Over at Techcrunch, TV has been declared dead:

The key tipping point will be when a startup is able to distribute proper television content over the Internet legally. People will begin to abandon their cable tv subscriptions in favor of Internet distribution. MobiTV is in the best current position to do this - they have a ton of cash and are only a few deals away from being able to offer the equivalent of a cable television subscription over the Internet. And The Venice Project may also win. iTunes will continue to pursue their pay per show model, and that will also take market share.
I agree. Here's why: About five years ago, we gave up TV. Recently, we got it back with the flat-screen craze. What have we done? We have watched movies and certain sporting events. Otherwise, forget it! The news I get online is better, more complete, less biased, and more varied. Plus, I can read it when I want to. TV, unless I pay an insane amount of money for cable and TiVo, must be watched at certain times--for content I pay for handsomely. What? I don't think so.

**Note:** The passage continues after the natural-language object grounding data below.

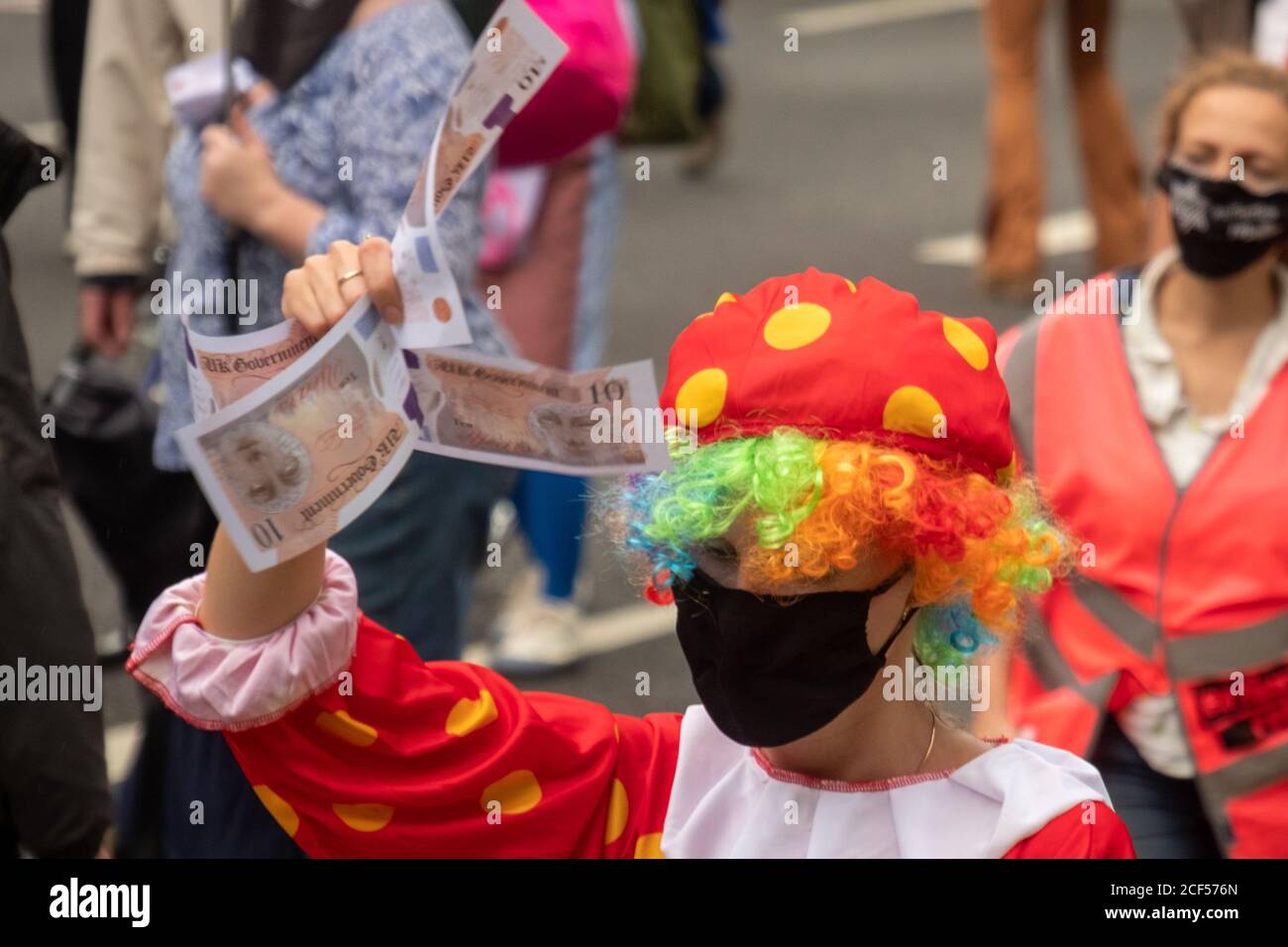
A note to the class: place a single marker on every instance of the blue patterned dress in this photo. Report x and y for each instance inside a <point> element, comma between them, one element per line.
<point>374,98</point>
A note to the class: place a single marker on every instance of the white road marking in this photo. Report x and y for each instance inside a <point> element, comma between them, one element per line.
<point>1072,231</point>
<point>606,631</point>
<point>862,16</point>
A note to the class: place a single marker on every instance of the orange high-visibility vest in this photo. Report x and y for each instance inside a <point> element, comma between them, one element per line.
<point>1175,589</point>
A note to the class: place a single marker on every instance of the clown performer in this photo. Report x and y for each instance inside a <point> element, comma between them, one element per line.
<point>850,505</point>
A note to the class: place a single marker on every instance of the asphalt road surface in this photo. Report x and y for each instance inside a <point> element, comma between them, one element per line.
<point>828,163</point>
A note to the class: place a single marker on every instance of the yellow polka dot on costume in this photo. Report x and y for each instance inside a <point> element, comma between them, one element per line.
<point>365,817</point>
<point>703,392</point>
<point>618,808</point>
<point>471,715</point>
<point>649,845</point>
<point>911,410</point>
<point>969,346</point>
<point>795,326</point>
<point>344,727</point>
<point>519,791</point>
<point>279,809</point>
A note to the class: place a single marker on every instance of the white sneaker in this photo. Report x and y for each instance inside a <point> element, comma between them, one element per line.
<point>536,634</point>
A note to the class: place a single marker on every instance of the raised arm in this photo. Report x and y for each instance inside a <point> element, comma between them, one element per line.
<point>356,745</point>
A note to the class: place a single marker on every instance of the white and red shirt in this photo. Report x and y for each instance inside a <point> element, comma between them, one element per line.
<point>359,748</point>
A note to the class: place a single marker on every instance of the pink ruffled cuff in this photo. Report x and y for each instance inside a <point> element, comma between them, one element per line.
<point>220,684</point>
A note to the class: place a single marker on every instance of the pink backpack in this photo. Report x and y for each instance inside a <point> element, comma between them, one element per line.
<point>588,93</point>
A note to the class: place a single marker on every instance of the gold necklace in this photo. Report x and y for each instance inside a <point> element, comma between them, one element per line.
<point>930,746</point>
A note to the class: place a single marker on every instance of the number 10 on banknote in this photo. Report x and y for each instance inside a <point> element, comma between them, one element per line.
<point>303,455</point>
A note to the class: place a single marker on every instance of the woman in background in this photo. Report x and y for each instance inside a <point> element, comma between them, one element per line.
<point>1160,444</point>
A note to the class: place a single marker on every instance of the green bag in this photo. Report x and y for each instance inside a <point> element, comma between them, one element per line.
<point>665,110</point>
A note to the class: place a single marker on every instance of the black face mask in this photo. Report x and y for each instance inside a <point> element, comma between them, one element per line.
<point>1220,226</point>
<point>771,673</point>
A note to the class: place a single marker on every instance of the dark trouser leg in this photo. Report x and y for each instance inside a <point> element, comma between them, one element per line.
<point>1164,815</point>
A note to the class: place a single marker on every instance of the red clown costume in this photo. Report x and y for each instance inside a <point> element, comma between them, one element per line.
<point>359,748</point>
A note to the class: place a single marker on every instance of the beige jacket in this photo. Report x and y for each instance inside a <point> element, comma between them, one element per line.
<point>119,211</point>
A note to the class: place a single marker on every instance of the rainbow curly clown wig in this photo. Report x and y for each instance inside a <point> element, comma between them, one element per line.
<point>837,419</point>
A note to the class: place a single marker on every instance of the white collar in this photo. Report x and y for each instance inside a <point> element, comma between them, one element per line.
<point>725,802</point>
<point>1153,365</point>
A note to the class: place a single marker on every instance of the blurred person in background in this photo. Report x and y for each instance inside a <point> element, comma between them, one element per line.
<point>552,228</point>
<point>553,299</point>
<point>119,214</point>
<point>357,80</point>
<point>1013,35</point>
<point>1160,444</point>
<point>53,777</point>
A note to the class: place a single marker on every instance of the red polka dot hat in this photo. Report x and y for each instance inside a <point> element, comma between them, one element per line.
<point>814,352</point>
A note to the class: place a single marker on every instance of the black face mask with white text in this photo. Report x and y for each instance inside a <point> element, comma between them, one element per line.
<point>771,673</point>
<point>1222,226</point>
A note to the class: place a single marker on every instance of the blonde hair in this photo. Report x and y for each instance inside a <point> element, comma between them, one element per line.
<point>1225,67</point>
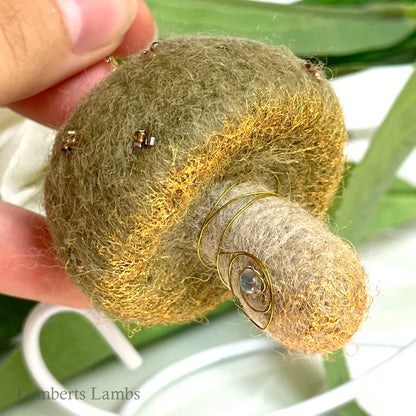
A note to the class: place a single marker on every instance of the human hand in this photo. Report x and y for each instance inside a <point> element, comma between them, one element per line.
<point>53,52</point>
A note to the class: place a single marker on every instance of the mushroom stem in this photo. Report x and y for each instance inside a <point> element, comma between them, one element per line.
<point>291,275</point>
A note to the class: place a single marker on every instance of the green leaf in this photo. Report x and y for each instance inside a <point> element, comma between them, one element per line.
<point>306,30</point>
<point>71,345</point>
<point>355,216</point>
<point>391,144</point>
<point>397,206</point>
<point>337,374</point>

If I'm going to pay, it's going to be my way. For example, I really enjoy Battle Star Galactica (nerd alert), but don't want to waste time with commercials and story-line disruption. I buy the season at the end and watch it in order, on my time.

For extra perks and if the technology was easier, I'd download it, too. TV is dead--especially as younger people grow up relying on media content they master.

1 comment:

Anonymous said...

Yea, People also like to watch their TV shows on 52 inch sets in High Def. So far YouTube can't do that. And with PVRs & video on demand people can pretty much watch what they want when they want and in High Def.